As for all of the above tasks we need classification into predefined classes, a pure unsupervised end-to-end information extraction approach would use Open information extraction. The latter means that a method extracts tuples of type (subject, predicate, object) without classification of any of them to a list of predefined classes. 

These methods mostly use some technique of bootstrapping or semi-supervised approach to define lexical rules for extraction. As it may seem as an easy task, it is hard to retrieve clean examples and also evaluate the results.

The area became popular with the introduction of the *TextRunner* system in 2007, after which new systems were introduced. The same research group released the latest version, called [Open IE 5.0](https://github.com/dair-iitd/OpenIE-standalone) in the beginning of 2017. Results of such systems are very useful for QA systems as you can test at [http://openie.allenai.org/](http://openie.allenai.org/).

## Information extraction (supervised approaches)

### Named entity recognition

Named entity recognition is a sequence labeling task.
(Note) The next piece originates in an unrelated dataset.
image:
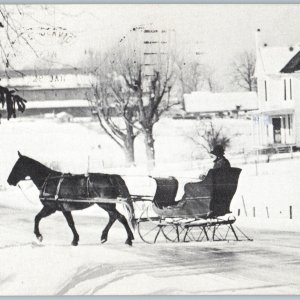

The goal of the algorithm is to define a specific class for each token in a sequence (see previous lab sessions for examples).

### Coreference resolution

Coreference resolution is a task of mention clustering. It basically consists of the following:

1. Mention identification.
2. Mention clustering. 

Mentions refer to underlying entities and are of named, nominal or pronominal type.

There exist many supervised or unsupervised approaches to coreference resolution. One of the most known approached has been `Sieve-based coreference resolution` system by the Stanford NLP group, which achieves comparable state-of-the art results by only employing lexically predefined rules.

Python bindings to a recent state-of-the-art system is available in a [public source code repository](https://github.com/huggingface/neuralcoref) along with a [web-based example](https://huggingface.co/coref/).

### Relation(ship) extraction

Relationship extraction or relation extraction is another information extraction task in which the idea is to idetify relationships between mentions or text spans. The task of true relationship extraction consists of:

1. Subject and object identification.
2. Relationship identification and extraction.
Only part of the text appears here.